L’ENVERS DU DÉCOR

Yeung Faï | marionnettes

HAND STORIES
2 & 3 déc à 20h30
durée 1h
Théâtre de la Piscine | Châtenay-Malabry

Qui n’a jamais vu Yeung Faï faire virevolter ses personnages n’a jamais vu de marionnettes à gaine !

Les différents extraits de l’Opéra de Pékin présentés dans Hand stories sont tout bonnement à couper le souffle. Virtuoses donc, mais aussi poignants, car ce qu’on découvre dans la foulée c’est que cet art transmis de père en fils a bien failli disparaître au moment de la révolution culturelle en Chine. L’histoire douloureuse que raconte Faï, la mort de son père, l’exil de son frère et le sien, fut également celle de nombreux autres artistes. Et la situation reste difficile aujourd’hui en Chine. Pour en témoigner, il ose ce qu’aucun marionnettiste de la grande tradition ne risquerait : sortir de son castelet et montrer l’envers du décor, fut-il sombre ! Ce faisant, il rend un bel hommage à ces artistes de l’ombre et de l’abnégation, serveurs d’une des disciplines les plus ardues. Il faut des années d’apprentissage pour obtenir la beauté du geste de Yeung Faï. Lui, a commencé à quatre ans, apprenti aux côtés de son père, et n’a pas touché une seule marionnette durant un an : on ne devient pas marionnettiste comme ça. On pressent tout cela dans cet écart entre l’index et le majeur qu’il pratique en ouverture comme un exercice rituel en bord de scène et que Yoann Pencolé — jeune marionnettiste issu de Charleville Mézières qui travaille avec l’artiste chinois depuis des années — reprend en fin de spectacle à son compte comme pour boucler la boucle de la transmission.

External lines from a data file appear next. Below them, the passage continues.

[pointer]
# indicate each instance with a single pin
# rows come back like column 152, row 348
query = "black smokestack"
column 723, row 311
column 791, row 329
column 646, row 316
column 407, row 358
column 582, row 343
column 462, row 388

C’est la première fois donc que Yeung Faï sort de son castelet — il a passé quelques années à Strasbourg à travailler pour Grégoire Callies, là encore dans l’ombre — révélant au jour ses indéniables talents d’acteurs. Yeung Faï possède en effet l’extraordinaire capacité d’exprimer une foule de choses pour le seul mouvement de son visage. Cette sortie du castelet n’est-elle pas comme une seconde naissance artistique ? Libéré de la convention Yeung Faï a su conduire sa dramaturgie avec une économie de signes exemplaires pour atteindre à une rare intensité.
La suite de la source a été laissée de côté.